Едва я поднялся, меня пронзило осознание моей бесконечной зависимости от любой прихоти этой маленькой, хрупкой женщины с торчащим из глаза татарским ножом.

И того, что и впредь её власть надо мной будет полной и безграничной…

Так мы, стоя, молчали какое-то время.

Я до сих пор его слышу, это наше с нею молчание в мрачном зловонии каземата.

Как молчат два смертельных врага перед схваткой: когда все понятно без слов.

Как близкие люди молчат: когда излишни слова.

Как молчат двое, скованные одной цепью, без всякой надежды ее разорвать…

Наконец мать моя смачно высморкалась в заскорузлую ладонь и размазала сопли по грязной стене.
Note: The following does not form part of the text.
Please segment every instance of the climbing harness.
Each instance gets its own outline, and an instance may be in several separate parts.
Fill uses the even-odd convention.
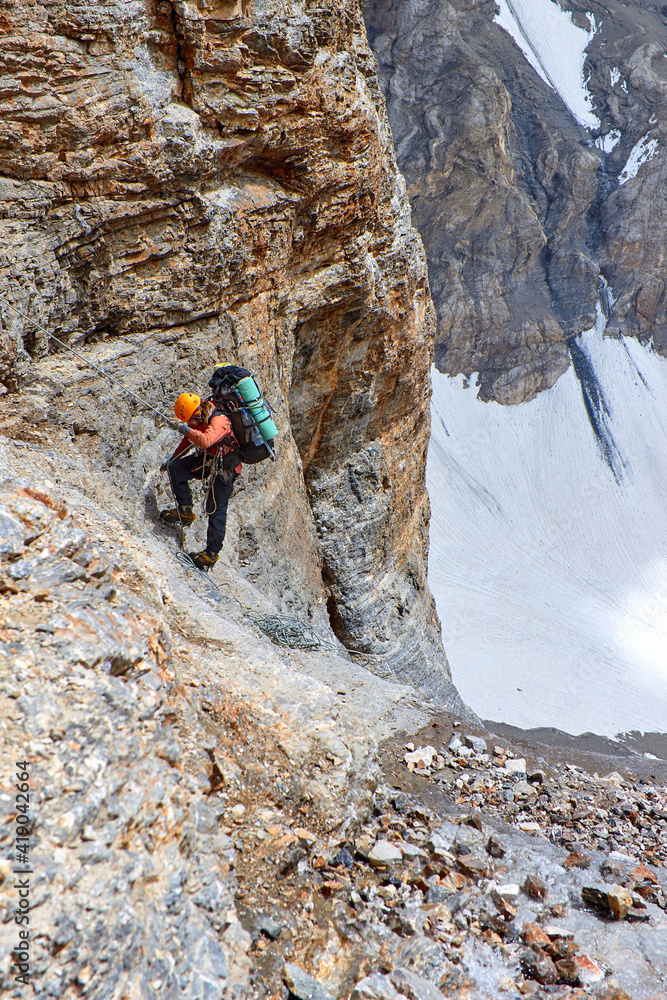
[[[105,379],[111,382],[112,385],[117,386],[119,389],[122,390],[122,392],[126,393],[128,396],[131,396],[133,399],[135,399],[140,406],[152,410],[153,413],[156,413],[158,417],[164,420],[165,423],[167,423],[172,429],[175,427],[175,422],[172,417],[168,417],[161,410],[158,410],[157,407],[153,406],[151,403],[146,402],[145,399],[142,399],[141,396],[138,396],[136,393],[132,392],[131,389],[128,389],[127,386],[123,385],[122,382],[119,382],[118,379],[115,379],[113,375],[109,374],[109,372],[105,371],[103,368],[100,368],[98,365],[93,364],[92,361],[89,361],[83,354],[81,354],[75,348],[70,347],[69,344],[65,344],[62,340],[56,337],[55,334],[49,333],[46,327],[42,326],[41,323],[38,323],[36,320],[32,319],[21,309],[17,309],[16,306],[12,305],[11,302],[8,302],[1,295],[0,295],[0,303],[3,303],[5,306],[7,306],[7,308],[15,312],[17,316],[22,316],[23,319],[28,320],[29,323],[32,323],[43,333],[45,333],[50,340],[53,340],[60,347],[64,348],[66,351],[69,351],[70,354],[73,354],[80,361],[83,361],[85,365],[87,365],[89,368],[92,368],[93,371],[96,371],[99,375],[102,375]],[[223,366],[216,366],[216,367],[223,367]],[[245,388],[247,391],[244,392],[243,395],[241,395],[241,393],[239,392],[240,401],[242,403],[245,403],[245,408],[252,411],[253,424],[259,428],[263,438],[262,445],[264,448],[267,449],[266,454],[263,455],[262,457],[273,458],[273,449],[271,447],[273,444],[273,437],[269,436],[267,428],[270,428],[270,432],[273,433],[275,429],[275,424],[273,424],[273,422],[270,419],[269,409],[266,409],[266,411],[264,411],[263,409],[266,407],[266,405],[268,405],[267,401],[264,399],[262,393],[258,389],[254,379],[252,379],[252,377],[250,376],[250,372],[247,372],[245,369],[239,369],[239,372],[243,372],[247,380],[246,386],[242,387]],[[236,384],[239,384],[238,380],[235,381]],[[246,399],[245,396],[248,396],[248,399]],[[273,433],[273,436],[276,436],[277,433],[278,433],[277,429],[275,429],[275,433]],[[264,435],[266,435],[266,437]],[[249,443],[251,442],[249,441]],[[257,441],[256,444],[259,446],[259,441]],[[185,454],[187,451],[188,449],[185,449],[184,452],[182,452],[179,457],[182,457],[182,455]],[[171,489],[172,496],[174,498],[174,504],[176,506],[176,510],[178,511],[178,519],[181,524],[180,549],[174,553],[176,561],[181,566],[183,566],[184,569],[194,570],[196,573],[198,573],[199,576],[207,584],[207,586],[212,587],[217,592],[220,600],[224,598],[225,600],[231,599],[235,601],[243,609],[249,621],[251,621],[254,625],[256,625],[261,632],[269,636],[269,638],[271,638],[274,642],[277,642],[282,646],[289,646],[292,649],[322,650],[327,652],[340,653],[341,648],[339,645],[336,645],[333,642],[329,642],[326,639],[322,639],[322,637],[319,636],[313,628],[311,628],[309,625],[306,625],[304,622],[299,621],[298,618],[290,618],[286,615],[265,615],[265,614],[259,614],[254,611],[249,611],[237,597],[232,596],[230,583],[225,582],[223,584],[223,586],[227,590],[226,593],[223,593],[222,588],[213,579],[211,579],[211,577],[206,572],[204,572],[204,570],[201,570],[199,569],[199,567],[195,566],[190,556],[187,554],[187,552],[184,551],[185,525],[183,524],[183,519],[181,517],[180,506],[174,494],[174,485],[172,482],[171,469],[170,469],[170,465],[174,460],[174,458],[175,458],[175,453],[167,460],[166,471],[168,473],[169,486]],[[219,454],[213,456],[213,461],[211,462],[211,465],[208,468],[206,459],[204,457],[204,460],[202,461],[202,488],[205,489],[205,495],[202,501],[202,510],[206,514],[215,513],[217,509],[217,506],[215,506],[215,494],[213,493],[213,483],[215,481],[215,477],[218,475],[218,471],[219,471]],[[212,511],[208,511],[206,505],[211,495],[213,495],[214,508]],[[160,543],[163,542],[163,539],[160,538],[160,536],[157,535],[155,531],[151,530],[151,534]],[[364,657],[366,660],[369,659],[368,654],[366,653],[359,653],[356,650],[347,650],[347,652],[349,652],[353,656],[361,656]]]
– Однако, тут сыро! – сказала она, брезгливо поморщившись.

– Ну ясно, не дома! – подумала вслух.

– Ты, однако, давай, не болей! – попросила и так вдруг меня обняла, что я ощутил биение её сердца: оно билось яростно и гулко, как колокол на ветру.

– Я годков тебе малость прибавила, Кир… – прошептала она (в её голосе слышались слезы). – Ты меня, что ли, прости…

То было впервые, что мать моя плакала при мне.

И просила впервые.

Однако же скоро она изложила мне план, который иначе, как дьявольским, не назовешь…

32

Согласно её плану, на рудниках мне надлежало собрать миниатюрную атомную бомбу с хорошим тротиловым эквивалентом (урана просила она не жалеть и сыпать побольше!) и «жахнуть» ею по ненавистным погубителям нашего несчастного отца и малолетних: Витовта, Люборта, Ольгерда, Жигимонта, Довьята, Товтила.

Определенно, заявила она, нам нужен Взрыв с большой буквы, а не маленькой.

То есть мощности бомбы с привычной конвенциональной начинкой нам с нею уже было недостаточно…

Лично мне, сразу должен сказать, термоядерные фантазии матери моей показались – чрезмерными, что ли.